The two last records differ on only one byte. By using the approach @rcgldr specified, I was able to get a final Xor value of 0x9902539d and I could successfully change data without the application complaining. I ran some code to find these final xor values for every entitity/file on the application and was successful on all of them, but being able to find a single crc parameter set would be a great addition.

EDIT: Added two more example records

EDIT 2: Added one more example that only differs from one byte comparing to the first one

EDIT 3: Added two more examples, with a different size, as their from another type of record within the application. Also deleted part of the question as it became irrelevant


Solution

  • xor'ing 1.0 and 1.1 results in:

    00 00 00 00 00 00 00 00 00 00 00 00 00 00 00 00 00 00 00 00 00 00 00 00 00 00 
    00 00 00 00 00 00 00 00 00 01 00 00 00 00 00 00 00 00 00 00 00 00 00 00 00 00 
    00 00 00 00 00 00 00 00 00 00 00 00 00 00 00 00 00 00 00 00 00 00 00 00 00 00 
    00 00 00 00 00 00 00 00 00 00
    

    xor'ing the two crcs results in

    9b 7a bf 64
    

    Assuming "little endian" for the stored crc, the calculated crc is

    0x64bf7a9b
    

    By xor'ing two records, the initial value and final xor value are canceled out due to the xor, which allows the crc polynomial to be determined based on the data alone, assuming that initial value = 0 and that final xor value = 0. Taking advantage of this, I tried some common crc polynomials and determined that the crc polynomial is

    0x104C11DB7 or ignoring the msb: 0x04C11DB7
    

    Using this web site that you linked to in your comment:

    http://www.sunshine2k.de/coding/javascript/crc/crc_js.html

    The parameters are:

    crc32
    custom
    input:  not reflected
    result: not reflected
    polynomial: 0x04C11DB7
    initial value: 0x0
    final xor value: 0x0
    

    If the data is always the same size, then either the initial value or the final xor value or a combination of both can be used to adjust the crc so that it matches the actual crc's shown in the examples, but it is simplest to use the final xor to match the examples, since it just requires calculating a crc with one of the examples, assuming initial value = 0 and final xor value = 0, then xor'ing the calculated crc with the actual crc from the example crc to calculate a final xor value for a specific length of data.

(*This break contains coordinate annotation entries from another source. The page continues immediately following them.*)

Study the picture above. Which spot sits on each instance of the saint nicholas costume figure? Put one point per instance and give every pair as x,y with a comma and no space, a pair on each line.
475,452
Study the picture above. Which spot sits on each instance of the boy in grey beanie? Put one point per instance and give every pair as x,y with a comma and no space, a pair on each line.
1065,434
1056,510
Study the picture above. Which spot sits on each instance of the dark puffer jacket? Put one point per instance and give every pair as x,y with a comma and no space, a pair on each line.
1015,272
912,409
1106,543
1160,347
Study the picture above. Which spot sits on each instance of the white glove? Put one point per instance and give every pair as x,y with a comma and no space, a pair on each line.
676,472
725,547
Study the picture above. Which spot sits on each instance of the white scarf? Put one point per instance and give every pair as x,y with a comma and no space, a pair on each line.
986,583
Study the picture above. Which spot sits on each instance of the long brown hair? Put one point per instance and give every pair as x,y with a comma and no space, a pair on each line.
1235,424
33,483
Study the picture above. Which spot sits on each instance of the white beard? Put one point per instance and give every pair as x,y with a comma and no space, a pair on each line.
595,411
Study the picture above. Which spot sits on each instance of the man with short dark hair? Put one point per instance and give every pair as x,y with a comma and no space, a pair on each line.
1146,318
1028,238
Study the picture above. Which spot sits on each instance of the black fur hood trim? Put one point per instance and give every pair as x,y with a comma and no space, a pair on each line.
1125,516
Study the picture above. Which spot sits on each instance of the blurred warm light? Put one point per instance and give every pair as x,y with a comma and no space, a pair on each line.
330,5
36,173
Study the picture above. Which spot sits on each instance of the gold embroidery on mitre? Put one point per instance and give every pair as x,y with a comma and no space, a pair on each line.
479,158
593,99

    So for the data size in the first examples, a final xor value of 0x189B52BC will produce crc's that match the examples. These are the parameters for the crc calculator.

    crc32
    custom
    input:  not reflected
    result: not reflected
    polynomial: 0x04C11DB7
    initial value: 0x0
    final xor value: 0x189B52BC
    

    These parameters match all of the first examples you posted. Again, note that the crc's are stored "little endian", most significant byte first.

    If the data size is variable, then an initial value is needed (and it's possible both an initial value and final xor value are used). Once the polynomial is known, it's possible to do a "reverse" CRC to find the initial value, or a brute force search can be used. I did a brute force search for an initial value using a fast crc calculator (since I don't have a "reverse" CRC program yet), and it appears that it will work for any data size, at least based on the new examples you added. These parameters work with all of the examples above, include the new ones you added:

    crc32
    custom
    input:  not reflected
    result: not reflected
    polynomial: 0x04C11DB7
    initial value: 0xc704dd7b
    final xor value: 0x0
    

    The initial value of 0xc704dd7b is the crc that is generated with a data pattern of {ff ff ff ff}, with initial value = 0 and final xor value = 0. It's the same as prefixing the data with {ff ff ff ff}.